Reading betting patterns is one of the best ways for how to tell if someone is bluffing in poker. For example, if someone raises to $15 pre-flop in a 2/5 NL game, the flop is 722, they fire a c-bet, you float, the turn is a 6, they check, you check (to induce), the river is a 3, and they fire huge, they have ace-high. Call that sh*t!

Staring You Down

This depends on the player. I’ll keep it simple for you. If it’s an amateur doing this, it’s most likely a bluff. If it’s a pro doing this, they’re most likely trying to trick you into calling. Lean toward fold.

Heavy Breathing

For all the ways on how to tell if someone is bluffing in poker, this is one of the toughest to read. You really need to be sitting right next to them. If you do happen to be sitting right next to them, this tell has great value.
If that person’s breathing changes and gets heavier, they’re bluffing. I recommend getting them to talk (be casual). You will usually pick up on whether or not their breathing changed. If they have the hand, nothing with their breathing will change because they’re not concerned about anything.

Final Thoughts

That was a fun. I hope you learned something. As usual, I didn’t go into specific poker hands. I’m more about teaching the game on a psychological level from a macro perspective. Understanding how human beings think plays a huge role in poker because it allows you to crawl inside the minds of your opponents.
If you can get to this place, you will sometimes know what your opponents are going to do before they do it. It’s a great place to be. And remember to lean toward folding. It won’t look cool, but would you rather look cool or win?
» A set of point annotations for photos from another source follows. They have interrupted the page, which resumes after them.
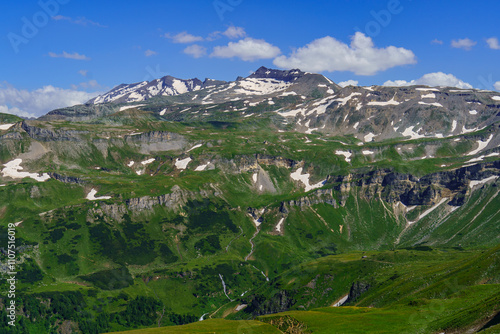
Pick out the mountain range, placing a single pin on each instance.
(278, 202)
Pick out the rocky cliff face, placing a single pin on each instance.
(410, 190)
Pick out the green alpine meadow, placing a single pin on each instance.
(280, 202)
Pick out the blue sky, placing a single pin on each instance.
(79, 48)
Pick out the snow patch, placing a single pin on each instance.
(194, 147)
(304, 178)
(391, 102)
(472, 184)
(6, 126)
(147, 162)
(435, 104)
(131, 107)
(408, 132)
(280, 225)
(369, 137)
(482, 146)
(347, 155)
(425, 213)
(201, 168)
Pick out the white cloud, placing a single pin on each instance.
(196, 51)
(493, 43)
(234, 32)
(75, 55)
(80, 20)
(360, 57)
(436, 79)
(39, 101)
(149, 53)
(348, 83)
(184, 38)
(247, 49)
(464, 43)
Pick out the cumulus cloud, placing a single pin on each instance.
(348, 83)
(39, 101)
(184, 38)
(437, 79)
(149, 53)
(360, 57)
(493, 43)
(83, 21)
(196, 51)
(464, 43)
(247, 49)
(75, 55)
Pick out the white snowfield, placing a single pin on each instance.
(369, 137)
(347, 155)
(427, 89)
(182, 164)
(12, 169)
(341, 301)
(201, 168)
(254, 177)
(425, 213)
(453, 125)
(280, 225)
(344, 100)
(194, 147)
(482, 146)
(6, 126)
(414, 135)
(92, 193)
(472, 184)
(304, 178)
(435, 104)
(131, 107)
(495, 154)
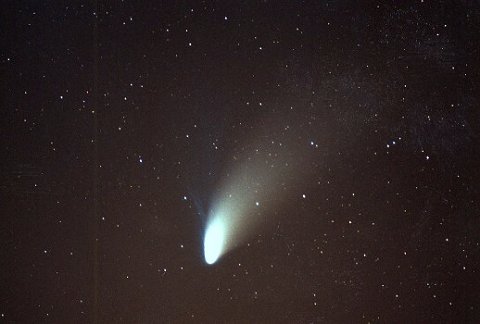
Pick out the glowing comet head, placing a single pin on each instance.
(214, 240)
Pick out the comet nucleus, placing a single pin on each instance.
(264, 171)
(214, 240)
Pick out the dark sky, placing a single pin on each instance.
(119, 119)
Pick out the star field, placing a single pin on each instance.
(122, 121)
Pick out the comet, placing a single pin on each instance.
(214, 240)
(262, 172)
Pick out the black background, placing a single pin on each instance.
(113, 112)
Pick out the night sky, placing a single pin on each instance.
(121, 120)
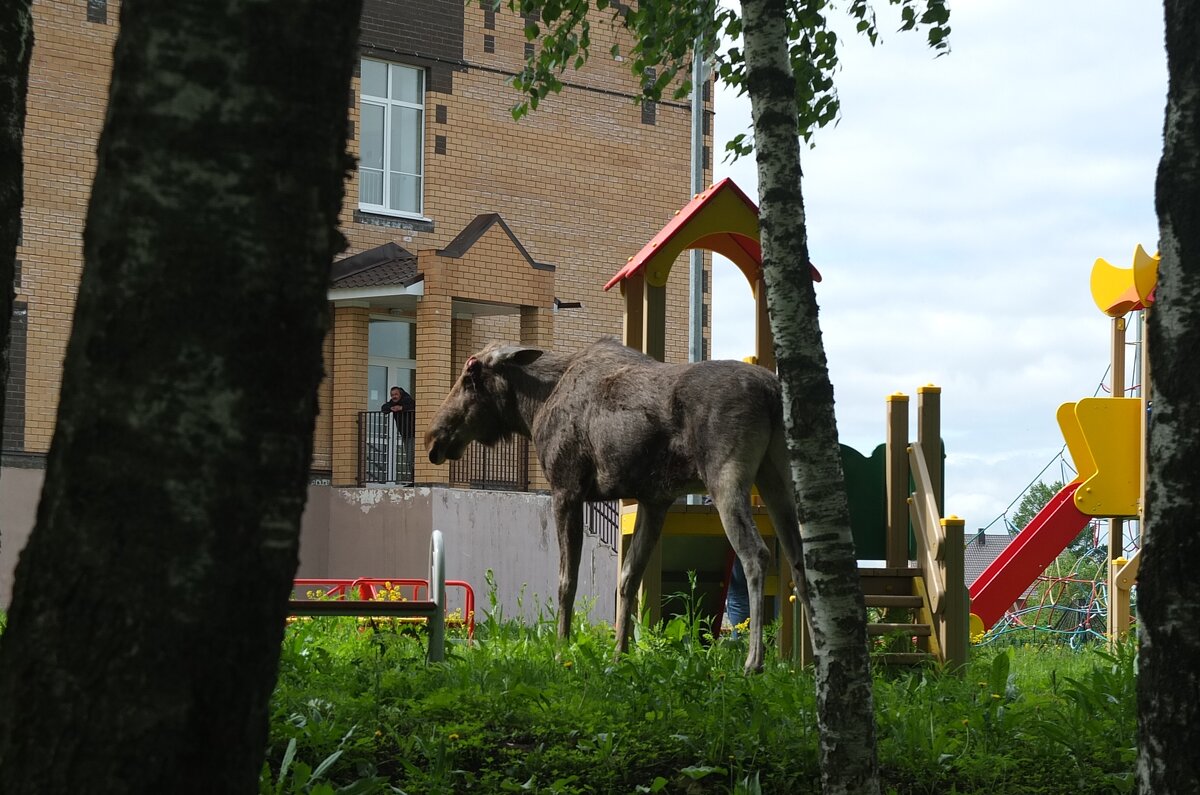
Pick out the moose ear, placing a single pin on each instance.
(514, 354)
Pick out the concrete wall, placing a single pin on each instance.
(385, 532)
(19, 492)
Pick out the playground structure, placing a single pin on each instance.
(1107, 440)
(883, 504)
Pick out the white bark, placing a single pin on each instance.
(1168, 587)
(845, 706)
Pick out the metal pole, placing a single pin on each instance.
(696, 273)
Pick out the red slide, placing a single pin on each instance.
(1026, 556)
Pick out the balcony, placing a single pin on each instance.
(502, 467)
(387, 448)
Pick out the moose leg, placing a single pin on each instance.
(646, 533)
(733, 506)
(569, 522)
(774, 484)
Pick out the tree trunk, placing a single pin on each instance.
(149, 603)
(1168, 590)
(834, 598)
(16, 45)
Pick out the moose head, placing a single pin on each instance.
(483, 406)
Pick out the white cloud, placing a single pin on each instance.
(955, 211)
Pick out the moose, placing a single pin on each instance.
(612, 423)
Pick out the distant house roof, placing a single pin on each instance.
(381, 267)
(978, 553)
(979, 550)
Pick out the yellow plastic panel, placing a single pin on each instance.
(1111, 428)
(1075, 444)
(1120, 291)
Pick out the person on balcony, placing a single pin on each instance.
(401, 401)
(401, 407)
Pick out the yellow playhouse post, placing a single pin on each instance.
(1114, 437)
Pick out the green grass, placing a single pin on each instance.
(358, 710)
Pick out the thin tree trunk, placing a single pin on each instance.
(834, 598)
(1168, 587)
(16, 46)
(149, 603)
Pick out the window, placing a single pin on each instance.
(391, 351)
(393, 138)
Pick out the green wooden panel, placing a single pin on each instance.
(867, 491)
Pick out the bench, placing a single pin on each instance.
(360, 598)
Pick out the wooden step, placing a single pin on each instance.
(892, 601)
(906, 629)
(901, 658)
(887, 581)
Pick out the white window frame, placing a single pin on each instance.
(389, 108)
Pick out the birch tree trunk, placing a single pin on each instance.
(144, 631)
(16, 46)
(1168, 586)
(834, 598)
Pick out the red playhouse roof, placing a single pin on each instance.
(721, 219)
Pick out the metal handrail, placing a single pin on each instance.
(387, 447)
(501, 467)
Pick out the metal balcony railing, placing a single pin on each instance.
(385, 448)
(603, 520)
(503, 467)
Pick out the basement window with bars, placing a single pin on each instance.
(391, 139)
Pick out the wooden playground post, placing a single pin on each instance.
(1119, 601)
(953, 629)
(897, 478)
(929, 434)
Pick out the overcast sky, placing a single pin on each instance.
(955, 211)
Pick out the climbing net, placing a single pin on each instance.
(1069, 601)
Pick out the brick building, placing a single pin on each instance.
(463, 226)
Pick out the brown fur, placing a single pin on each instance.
(611, 423)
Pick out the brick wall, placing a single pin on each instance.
(582, 184)
(65, 108)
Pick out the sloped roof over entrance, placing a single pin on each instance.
(477, 229)
(384, 266)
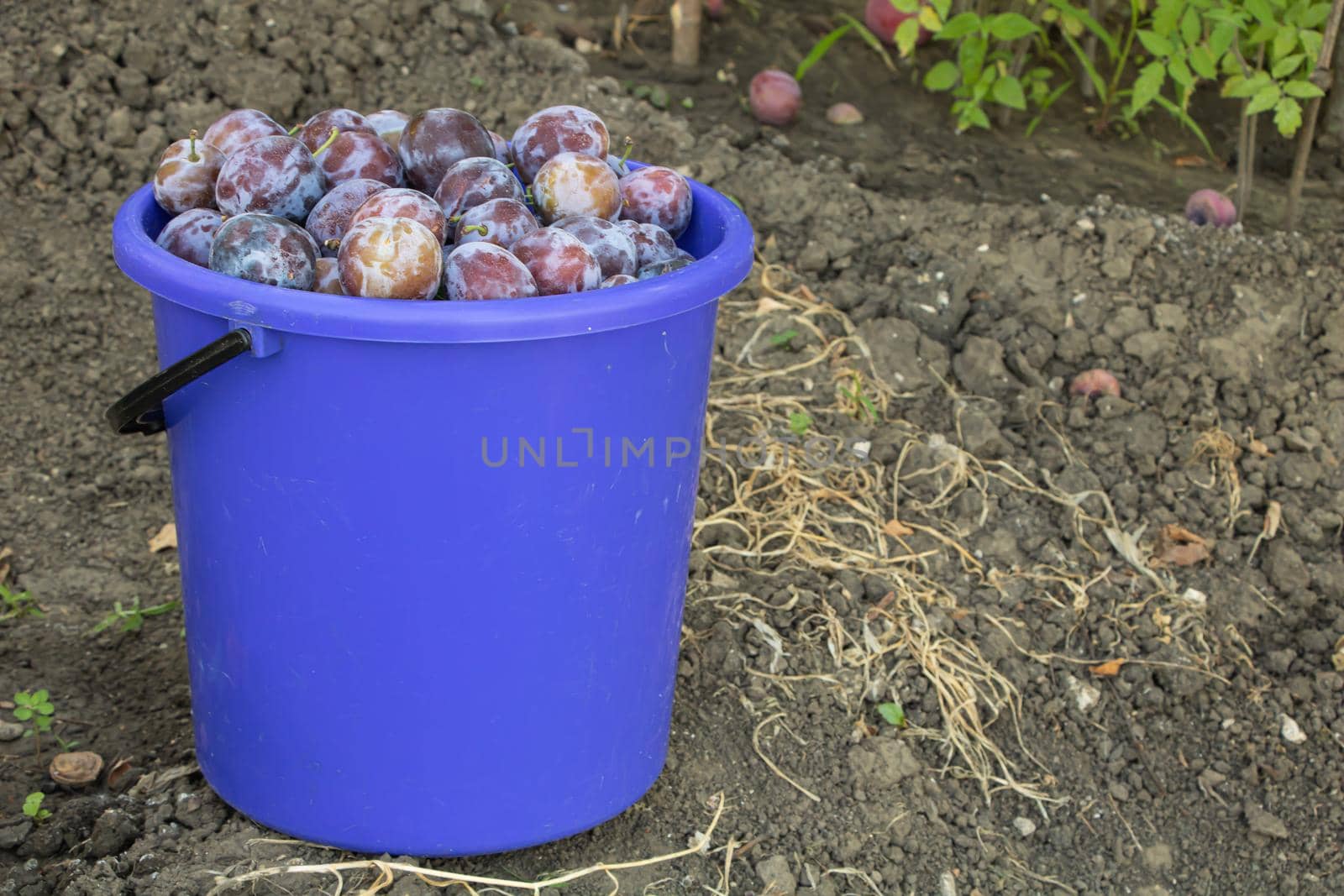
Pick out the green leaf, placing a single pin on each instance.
(819, 50)
(893, 714)
(1202, 60)
(942, 76)
(960, 26)
(1288, 116)
(1007, 92)
(1155, 43)
(1303, 89)
(1265, 98)
(1010, 26)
Q: What is bluffing poker?
A: Bluffing is when you pretend to have a good hand and bet like you do in order to get your opponent to fold. It’s an important part of the game.

Q: Why is a bluff in poker called a bluff?
A: It stems from 19th Century English. It means ‘to mislead’. It also means to ‘brag or boast’.

Q: What is calling a bluff in poker?
A: This means you called your opponent when he was trying to get you to fold. This will usually be a big pot because most people bet big when bluffing.

Q: How often should you bluff in poker?
A: Not as much as you think. However, if you’re in a passive game, you should bluff often. Otherwise, rarely and only at the right times against the right opponents.